Pegamos um táxi, daqueles de estilo antigo e preto, e seguimos para o pub, que já estava bem cheio àquela hora da tarde. O lugar era barulhento e animado, cheirava cerveja e cera de lustrar móveis, muita gente se aglomerando junto ao balcão de madeira escura com chopeiras douradas em estilo antigo, a fim de conseguir suas bebidas.

— O pessoal aqui não precisa de desculpa para vir ao pub e beber, é só ter vontade – Luana explicava, quando entravamos, ocupando uma das mesas, já que pretendíamos jantar. – Os outros já devem estar chegando, são amigos de William e, agora, são meus, também.

— O que querem beber? – William se levantou para buscar as bebidas.

— A primeira rodada é por minha conta – determino, tirando uma nota de 20 libras da minha carteira e entregando a ele, para não deixar os noivos pagarem, como manda a tradição.

— Luana toma cerveja. E você, Gisele? – William repete a pergunta e eu fico em dúvida.

— Traga uma cidra para ela – Luana decidi e eu a interrogo com o olhar. – Você vai gostar, eu garanto. Não é incrível, nós duas noivas e prestes a nos casarmos?! – exclamou, animada, quando ficamos sozinhas à mesa. - Agora, fale-me do seu noivado, como é que foi? Samuel se ajoelhou na sua frente para fazer o pedido? – exigiu, meu coração se apertou em lembrar do meu anel desaparecido. - Onde está aquele anel enorme que você me falou? – perguntou, reparando na minha mão.

— Deixei no hotel, ele é muito grande e chama atenção demais.

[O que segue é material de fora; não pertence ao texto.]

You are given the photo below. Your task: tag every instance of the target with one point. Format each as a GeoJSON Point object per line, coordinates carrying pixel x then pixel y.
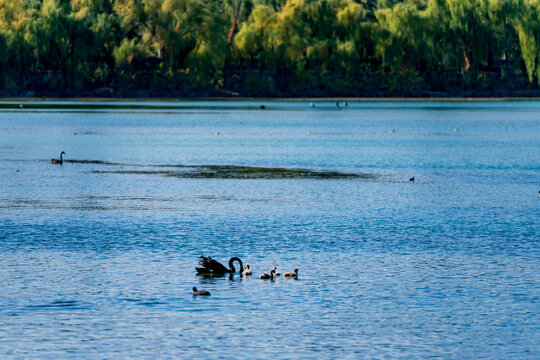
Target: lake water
{"type": "Point", "coordinates": [97, 255]}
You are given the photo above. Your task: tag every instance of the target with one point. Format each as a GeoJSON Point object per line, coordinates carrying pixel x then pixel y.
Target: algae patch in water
{"type": "Point", "coordinates": [236, 172]}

Então, seu noivo volta com os copos cheios na mão, e me salva de mais perguntas. Provo a minha bebida, que é ligeiramente doce, e eu gosto, sinto-me um pouco menos tensa. Em seguida, chegam três pessoas, dois homens e uma mulher, os amigos de Willian, que são bastante simpáticos comigo, explicando-me as piadas e as conversas que desconheço. Cada um se incumbe de pagar uma rodada antes de pedirmos a comida.

— Não tente acompanhá-los nas bebidas, porque eu não consigo – Luana me alerta.

No entanto, estou mais relaxada, que por um breve instante, me esqueço do meu anel desaparecido.

Depois, da terceira rodada de bebidas, fica cada vez mais difícil eu entender o que estão falando, perdida na língua, peço para repetirem algumas vezes o que estão dizendo, mas, eles não se importam, riem e eu rio com eles, mesmo sem compreender direito porque estamos rindo. Até que faltando dez minutos para às onze, um sino toca avisando que o serviço será encerrado em breve. Todos correm para o balcão para garantir a derradeira rodada. Enfim, saímos do pub, ganhando a noite agradavelmente fresca de Londres, William e Luana me deixaram em frente ao meu hotel, prometemos nos falarmos no dia seguinte e eles seguem no táxi. Eu me sinto leve, quando a realidade me atinge, paro na recepção e pergunto, aflita, se há algum recado para mim, tenho uma vaga esperança.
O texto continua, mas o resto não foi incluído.